What we hear in the mix is predominantly Ramirez on vocals and guitar and Pugh’s keyboards, however the horn section adds that Memphis meets Austin soul flavor and the rhythm section is so tight you couldn’t drive a ten-penny nail in it with a sledgehammer.
This isn’t Jose’s first foray into the blues. He cut a 3 song EP while touring Europe last year, and you probably recognize his name from his band taking 2nd place in the 2020 International Blues Challenge in Memphis. Sent there by the DC Blues Society, the Jose Ramirez Band thrilled the crowds and judges, beating out 230 other acts to make it to the finals.
Ramirez wrote nine of the eleven songs on Here I Come. The two covers are every bit as impressive as he extends and believe-it-or-not adds even more soulful vocals to T-Bone Walker’s “I Miss You Baby.” Jose’s take on the Robert Johnson classic “Traveling Riverside Blues,” is unique to say the least.
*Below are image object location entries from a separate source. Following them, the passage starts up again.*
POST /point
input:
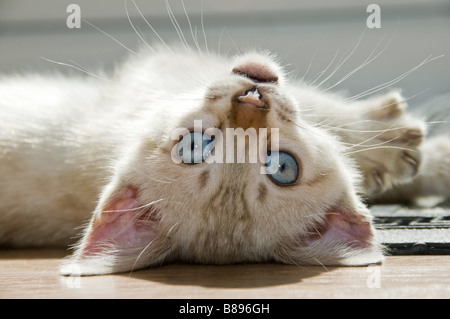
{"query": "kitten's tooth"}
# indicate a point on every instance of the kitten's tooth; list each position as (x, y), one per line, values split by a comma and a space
(252, 97)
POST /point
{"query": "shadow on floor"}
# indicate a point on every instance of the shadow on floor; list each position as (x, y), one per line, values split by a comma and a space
(229, 276)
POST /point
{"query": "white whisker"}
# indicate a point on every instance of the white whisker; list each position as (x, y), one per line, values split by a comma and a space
(77, 68)
(111, 37)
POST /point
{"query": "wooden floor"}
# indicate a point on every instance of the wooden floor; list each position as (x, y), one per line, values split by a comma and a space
(34, 274)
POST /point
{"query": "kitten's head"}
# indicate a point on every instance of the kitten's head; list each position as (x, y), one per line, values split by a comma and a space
(232, 175)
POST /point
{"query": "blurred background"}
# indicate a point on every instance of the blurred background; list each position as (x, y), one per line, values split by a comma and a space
(324, 42)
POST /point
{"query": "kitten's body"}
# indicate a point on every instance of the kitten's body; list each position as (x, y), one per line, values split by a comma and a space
(72, 146)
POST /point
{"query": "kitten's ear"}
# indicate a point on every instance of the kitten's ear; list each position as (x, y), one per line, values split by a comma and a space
(124, 234)
(342, 238)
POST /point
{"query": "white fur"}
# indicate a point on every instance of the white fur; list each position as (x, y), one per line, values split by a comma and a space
(69, 145)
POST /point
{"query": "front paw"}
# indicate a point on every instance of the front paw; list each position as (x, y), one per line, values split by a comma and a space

With a pounding back-beat and Pugh’s B-3 rolling in like an encroaching thunderstorm, Ramirez makes this one his own. Without the use of a slide, he inserts his guitar in just the right places throughout the song, with his solo being a string-bending assault.
Of the original songs on Here I Come, some stand-outs include the pounding “One Woman Man,” which is a lyrical surprise; Ramirez’ powerful vocals on the slow burning “Goodbye Letter,”; the pure R&B sound of “Way You Make Me Feel,” and the SRV-esque “Three Years.” The album concludes with “Stop Teasing Me,” an upbeat, dance floor packer that left me thirsty for more.
It’s no coincidence that my favorite track on Here I Come is “Gasoline and Matches.” To my ears, this track is the culmination of Ramirez’ artistic vision. Clever blues lyrics delivered in a soulful style. Being mixed with funky horns and piano make this a show-stopper. Add to all of that Anson’s guitar along with the well deep sax of Mills, and voilà, perfection.
It’s no wonder that Jose Ramirez’ talents have been lauded by such blues dignitaries as Joe Louis Walker, Mark Hummel, Charlie Musselwhite, and Little Charlie Baty. Get in on the ground floor of this uber-talented bluesman’s recording career and pick up his self-released Here I Come on May 29th.